La incontinencia verbal de Javier Clemente

Mi padre es un enemigo enfervorecido de la figura de Javier Clemente, de su concepto de fútbol, de su forma de vida, y de su manera de comunicarse, y claro, su salida de tono de la semana pasada no ha hecho más que aumentar ese odio colérico que mi padre siente hacia él. Por otro lado, mi padre es mi seguidor más incondicional, la única persona que lee todos mis artículos, y, claro, cuando me ha pedido que escriba algo sobre las palabras de Clemente no le he podido decir que no, así que va en su honor.
Javier Clemente es una de esas figuras extrañas que pululan por el bestiario futbolístico de nuestro país. Insolente, soberbio, arrogante y maleducado, lleva casi 30 años dando clases de como no hay que comportarse en la vida, en general, y en el fútbol en particular. Siempre en el centro de la polémica, la semana pasada se desmarcó del buen gusto diciendo que le gustaría que Manolo Lama (uno de los locutores radiofónicos más populares de nuestro país) estuviera muerto.
Una vez más, Javier Clemente ha confundido la disputa profesional, la diferencia de pareceres, la crítica profesional, con el ataque personal. Es de esas personas que no soporta una palabra contraria a su credo, porque su credo es el único. Con Clemente o se está con él, o se está contra él.
Podríamos hablar de su concepto futbolístico, parco en espectáculo y escaso en resultados (no nos engañemos, Javier Clemente lleva más de 25 años sin ganar nada como entrenador), aunque repleto de marketing periodístico.
Incapaz de pasar inadvertido, Javier Clemente se está comiendo las entrañas en ésta su nueva etapa en la segunda división española. Allí no hay cobertura mediática, no hay miles de micrófonos a su alrededor, por lo que sus groserias tienen que ser más graves para llegar al gran público.
Por suerte, la nueva hornada de personajes de nuestro fútbol son personas educadas, formadas y con criterio.
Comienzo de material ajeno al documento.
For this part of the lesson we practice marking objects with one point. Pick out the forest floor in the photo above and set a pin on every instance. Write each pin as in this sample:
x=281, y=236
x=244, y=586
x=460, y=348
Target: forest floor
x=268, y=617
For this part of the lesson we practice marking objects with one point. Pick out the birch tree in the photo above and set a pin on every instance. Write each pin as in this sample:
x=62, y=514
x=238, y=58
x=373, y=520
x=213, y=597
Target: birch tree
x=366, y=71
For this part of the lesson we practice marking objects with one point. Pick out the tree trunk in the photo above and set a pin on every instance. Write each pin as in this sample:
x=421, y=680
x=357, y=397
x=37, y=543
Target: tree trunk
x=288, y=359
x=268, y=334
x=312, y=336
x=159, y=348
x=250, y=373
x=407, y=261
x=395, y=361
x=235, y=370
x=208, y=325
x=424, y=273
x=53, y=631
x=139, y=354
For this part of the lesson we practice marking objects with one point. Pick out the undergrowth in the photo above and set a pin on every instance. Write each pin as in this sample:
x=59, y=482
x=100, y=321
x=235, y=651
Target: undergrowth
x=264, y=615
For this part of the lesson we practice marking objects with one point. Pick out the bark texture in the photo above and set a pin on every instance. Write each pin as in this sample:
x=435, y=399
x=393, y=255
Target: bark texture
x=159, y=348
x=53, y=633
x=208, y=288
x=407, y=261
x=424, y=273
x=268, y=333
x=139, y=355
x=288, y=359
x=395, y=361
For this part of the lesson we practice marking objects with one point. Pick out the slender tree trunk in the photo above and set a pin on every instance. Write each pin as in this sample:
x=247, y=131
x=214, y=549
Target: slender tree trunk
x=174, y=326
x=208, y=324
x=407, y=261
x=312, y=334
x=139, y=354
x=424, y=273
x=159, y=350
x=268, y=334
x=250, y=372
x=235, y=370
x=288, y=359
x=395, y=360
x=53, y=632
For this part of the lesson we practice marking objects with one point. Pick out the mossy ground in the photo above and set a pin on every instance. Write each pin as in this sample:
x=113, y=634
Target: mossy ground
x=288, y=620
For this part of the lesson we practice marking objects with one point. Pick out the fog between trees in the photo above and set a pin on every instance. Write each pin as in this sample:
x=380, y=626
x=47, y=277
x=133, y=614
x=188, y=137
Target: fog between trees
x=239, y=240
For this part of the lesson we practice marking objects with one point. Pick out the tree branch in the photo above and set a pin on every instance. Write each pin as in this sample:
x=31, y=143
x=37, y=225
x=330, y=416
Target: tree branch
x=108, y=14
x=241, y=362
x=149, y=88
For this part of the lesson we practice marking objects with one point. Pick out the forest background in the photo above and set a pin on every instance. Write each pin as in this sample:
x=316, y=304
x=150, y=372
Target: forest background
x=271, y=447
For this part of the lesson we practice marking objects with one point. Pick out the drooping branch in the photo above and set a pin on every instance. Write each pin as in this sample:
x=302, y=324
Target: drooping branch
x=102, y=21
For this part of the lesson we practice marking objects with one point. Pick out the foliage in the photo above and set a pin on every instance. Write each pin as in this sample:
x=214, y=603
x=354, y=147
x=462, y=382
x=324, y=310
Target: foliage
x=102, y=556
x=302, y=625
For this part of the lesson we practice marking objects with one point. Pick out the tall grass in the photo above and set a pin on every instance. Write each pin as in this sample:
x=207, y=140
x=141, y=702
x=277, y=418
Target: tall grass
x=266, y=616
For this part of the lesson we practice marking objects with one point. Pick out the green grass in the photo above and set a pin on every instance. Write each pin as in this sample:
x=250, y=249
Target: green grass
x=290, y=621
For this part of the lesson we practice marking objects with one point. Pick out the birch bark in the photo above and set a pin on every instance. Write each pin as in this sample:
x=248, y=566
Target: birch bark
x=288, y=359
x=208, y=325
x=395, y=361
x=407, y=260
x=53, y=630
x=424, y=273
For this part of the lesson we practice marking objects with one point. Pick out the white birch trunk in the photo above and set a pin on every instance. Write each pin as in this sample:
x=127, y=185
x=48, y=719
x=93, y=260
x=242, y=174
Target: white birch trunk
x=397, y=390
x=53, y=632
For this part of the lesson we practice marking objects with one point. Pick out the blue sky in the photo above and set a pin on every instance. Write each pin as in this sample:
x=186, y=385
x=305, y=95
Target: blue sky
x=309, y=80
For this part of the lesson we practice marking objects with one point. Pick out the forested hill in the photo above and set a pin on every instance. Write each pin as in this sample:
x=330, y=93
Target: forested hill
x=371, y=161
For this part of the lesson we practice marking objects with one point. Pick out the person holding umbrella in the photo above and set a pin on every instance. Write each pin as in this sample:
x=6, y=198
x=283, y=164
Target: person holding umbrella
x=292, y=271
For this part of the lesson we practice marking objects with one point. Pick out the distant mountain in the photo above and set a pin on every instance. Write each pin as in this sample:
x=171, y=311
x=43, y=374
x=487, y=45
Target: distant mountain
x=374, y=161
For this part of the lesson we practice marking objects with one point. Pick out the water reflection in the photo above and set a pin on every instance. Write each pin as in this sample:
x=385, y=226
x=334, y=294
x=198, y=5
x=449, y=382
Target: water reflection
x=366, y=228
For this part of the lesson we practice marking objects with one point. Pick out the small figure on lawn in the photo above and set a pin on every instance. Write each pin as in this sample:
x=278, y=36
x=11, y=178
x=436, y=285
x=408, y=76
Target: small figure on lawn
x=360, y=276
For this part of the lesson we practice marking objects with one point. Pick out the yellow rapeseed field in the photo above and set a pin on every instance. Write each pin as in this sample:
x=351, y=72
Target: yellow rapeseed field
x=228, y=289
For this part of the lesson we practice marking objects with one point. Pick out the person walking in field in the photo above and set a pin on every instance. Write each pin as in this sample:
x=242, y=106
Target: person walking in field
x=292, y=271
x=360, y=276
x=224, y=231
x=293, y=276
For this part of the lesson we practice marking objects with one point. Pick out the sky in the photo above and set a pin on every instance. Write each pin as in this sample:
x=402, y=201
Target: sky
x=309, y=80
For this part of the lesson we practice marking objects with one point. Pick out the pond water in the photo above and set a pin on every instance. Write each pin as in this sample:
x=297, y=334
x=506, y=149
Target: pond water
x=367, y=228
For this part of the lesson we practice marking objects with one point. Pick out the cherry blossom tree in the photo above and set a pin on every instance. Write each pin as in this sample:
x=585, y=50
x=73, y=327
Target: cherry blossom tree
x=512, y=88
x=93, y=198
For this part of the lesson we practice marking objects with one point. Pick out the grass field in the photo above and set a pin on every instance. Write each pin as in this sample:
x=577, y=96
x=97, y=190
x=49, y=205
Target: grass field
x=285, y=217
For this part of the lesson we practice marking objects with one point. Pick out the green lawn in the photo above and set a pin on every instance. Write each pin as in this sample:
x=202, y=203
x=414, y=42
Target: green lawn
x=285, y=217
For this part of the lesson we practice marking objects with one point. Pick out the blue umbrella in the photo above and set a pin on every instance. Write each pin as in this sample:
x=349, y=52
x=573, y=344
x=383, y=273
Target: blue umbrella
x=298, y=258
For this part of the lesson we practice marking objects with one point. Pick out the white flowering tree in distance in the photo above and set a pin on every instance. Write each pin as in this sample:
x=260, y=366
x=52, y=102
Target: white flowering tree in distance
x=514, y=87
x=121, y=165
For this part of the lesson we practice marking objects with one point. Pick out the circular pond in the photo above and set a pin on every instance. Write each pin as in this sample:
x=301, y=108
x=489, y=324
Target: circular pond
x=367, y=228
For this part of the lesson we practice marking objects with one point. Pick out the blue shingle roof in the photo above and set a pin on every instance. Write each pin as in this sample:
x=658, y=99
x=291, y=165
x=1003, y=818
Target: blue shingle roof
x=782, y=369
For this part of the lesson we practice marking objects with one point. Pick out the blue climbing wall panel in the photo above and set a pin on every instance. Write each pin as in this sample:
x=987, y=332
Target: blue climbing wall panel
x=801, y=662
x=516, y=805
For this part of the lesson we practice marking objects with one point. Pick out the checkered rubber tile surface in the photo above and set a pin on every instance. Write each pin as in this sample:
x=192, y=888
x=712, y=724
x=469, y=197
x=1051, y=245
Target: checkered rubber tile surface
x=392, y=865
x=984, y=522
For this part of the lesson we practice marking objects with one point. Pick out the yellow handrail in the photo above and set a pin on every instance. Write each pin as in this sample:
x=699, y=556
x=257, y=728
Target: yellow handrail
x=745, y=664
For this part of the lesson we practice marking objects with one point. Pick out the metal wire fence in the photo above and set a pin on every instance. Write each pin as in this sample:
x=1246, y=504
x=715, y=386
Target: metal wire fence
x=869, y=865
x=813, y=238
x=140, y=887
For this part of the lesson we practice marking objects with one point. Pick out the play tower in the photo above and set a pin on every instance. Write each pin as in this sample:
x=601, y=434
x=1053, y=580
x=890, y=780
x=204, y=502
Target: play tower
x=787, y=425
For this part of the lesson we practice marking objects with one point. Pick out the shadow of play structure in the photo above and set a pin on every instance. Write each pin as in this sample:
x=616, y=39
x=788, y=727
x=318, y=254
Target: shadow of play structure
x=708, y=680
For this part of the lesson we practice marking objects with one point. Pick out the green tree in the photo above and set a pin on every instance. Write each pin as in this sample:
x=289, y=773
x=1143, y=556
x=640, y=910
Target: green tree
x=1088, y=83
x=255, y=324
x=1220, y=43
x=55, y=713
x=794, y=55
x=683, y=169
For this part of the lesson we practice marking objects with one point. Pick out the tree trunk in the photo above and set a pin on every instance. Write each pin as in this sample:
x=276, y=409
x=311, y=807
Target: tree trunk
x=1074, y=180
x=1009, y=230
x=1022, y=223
Gente con la que se puede conversar, se puede disentir, se puede criticar, porque son personas seguras de sí mismas, de su profesionalidad y de lo que son, entrenadores que no necesitan de la polémica para sobrevivir.
Es una pena que personajes como Javier Clemente desvirtúen el espectáculo del fútbol y den argumentos a aquellos que consideran que el fútbol es un deporte para personas de bajo nivel cultural, pero no se paran a pensar que son esos personajes, y no los seguidores del deporte, los que carecen de nivel cultural alguno.









Gracias hijo por dedicarme, este articulo,ahora me doy cuenta que a merecido la pena ,todo lo que hemos luchado por ti, sin ningun esfuerzo. Un beso.